По умятому снегу бежали еще три волка. Первой трусила волчица. Подбежав к Серому, она куснула его за шею и, отскочив, ласково осклабилась, завиляла задом. Она приглашала играть. А Серый выл, захлебываясь и всхлипывая. Сконфуженная волчица стала отряхиваться, вылизывать шерсть на груди. Перед ней прыгали и грызлись два молодых волка. Когда волчица, запрокинув красивую голову, завыла, они тоже подняли морды к глухому еще, страшному небу.
Медленно всходило неяркое солнце.
Серый перестал выть, полизал задубевшую руку, уже пахнувшую морозом, и затрусил к лесу. На бегу всхлипывал и потихоньку скулил, но шел уверенно, выбирал прогалины с крепким настом. Набежав на лыжню, он долго принюхивался. Запахи оказались чужими. Он посопел, пофыркал и свернул в сторону, к логу. Спускаясь, оглядывался и беззлобно рычал – семья его отставала. Волчица бежала нехотя, а молодые волки на ходу мышковали.
В конце лога перед незамерзшим ключом Серый опять наткнулся на лыжню. Попятился от нее, сердито рыча. Волчица пыталась увести его, вертелась и прыгала, убегала по логу вверх. А он рвался вперед, к знакомой избе, потому что остались в его звериной памяти следы незаглушенного детства.
Перемахнув лыжню, он выскочил из лога, похватал холодный воздух, отряхнулся и лег, положив на лапы горячую морду.
Тихая, занесенная снегом изба топилась. Пахло сладковатым дымом, подгорелой картошкой. Серый морщил нос, поглядывал. Он ждал, когда выйдет из избы не окоченевший на болоте, а другой, настоящий Никифор, з лохматой шапке и в засаленном зипуне, поглядит, вздыхая, на небо и направится к лесу. Серый подбежит к нему, лизнет руку…
Из избы вышел парень с винтовкой, увидев волка, запрыгал, как петух, и замахал руками. Серый глядел на него равнодушно. Он ждал Никифора.
Парень сбегал в избу, привел еще двоих. Они тоже прыгали в снегу, размахивали руками, но кричать громко боялись.
Безголосые парни грозили серому хищнику и винтовкой, и кулаками, бросали в него снегом и щепками. Но хищник лежал как приклеенный. Обругав упрямого волка «белогвардейцем», парни ушли в избу.
Часовой поднялся на крыльцо.
Как только парни ушли, осторожная волчица подбежала к Серому, покрутилась и легла рядом, свернувшись калачиком.

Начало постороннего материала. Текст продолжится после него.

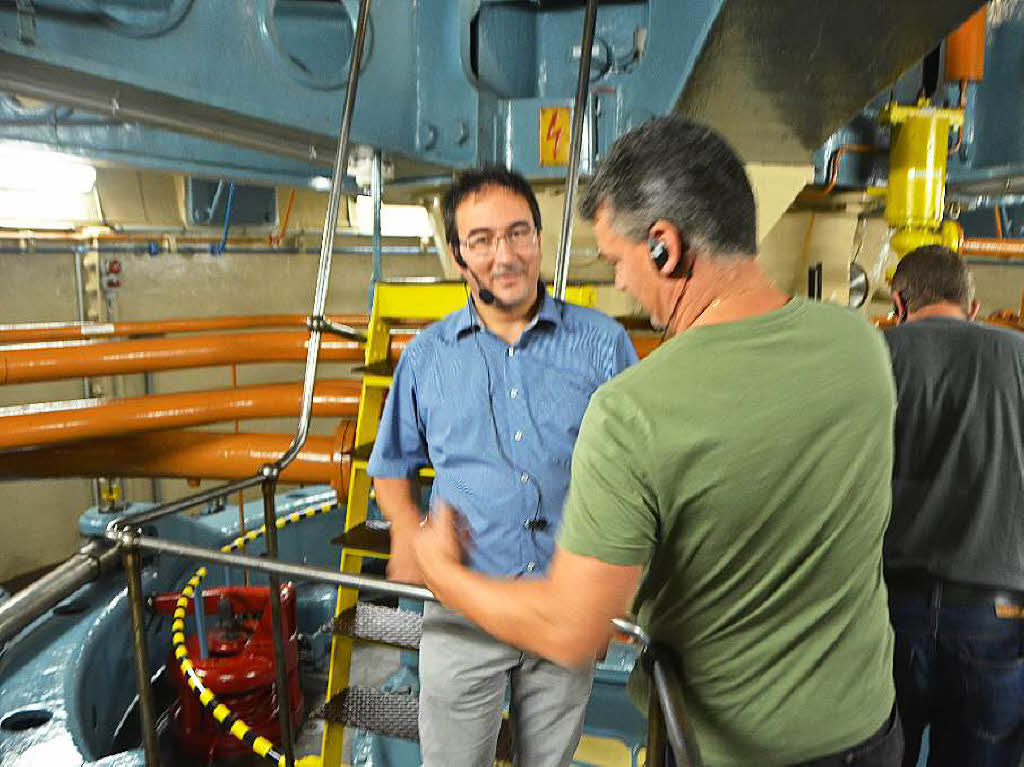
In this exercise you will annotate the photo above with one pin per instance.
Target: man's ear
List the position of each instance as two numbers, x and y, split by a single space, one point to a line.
899 306
678 259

Неожиданно потемнело. Пошел густой крупный снег. Серый привстал, поднял морду к небу, осевшему до земли, и завыл. Столько было боли в волчьем вое, тоски и отчаяния, что парни в теплой избе, наверное, замолчали и задумались. А пожилой человек, поглаживая колючие усы, наверное, сказал что-нибудь о Никифоре. Или ничего не сказал, только поглядел на постаревшего Семена, на притихших ребят и велел им садиться к столу. Ребята ели, а он думал – они проживут другую, лучшую жизнь…
Серый выл долго, может быть, прощался с Никифором, а может быть, жаловался на студеную и голодную зиму. Выбившись из сил, он умолк, позобал холодный снег, покрутился и лег, свернувшись, как волчица. Он сразу уснул, во сне умиротворенно урчал. Наверное, снился ему веселый Никифор, в белой рубахе и в казенных сапогах.
Звякнула льдинка на ключике, Серый вскочил, прислушался и, успокоившись, сладко потянулся. Помахивая тяжелым хвостом, старый волк радовался, что увидел друга, пахнувшего лесными травами, живого и ласкового.
Сквозь снег и густые сумерки пробился осторожный и слабый огонек.
Серый вздохнул и повел семью в осинники, искать заячьи лежки. Чтобы жить – надо было охотиться.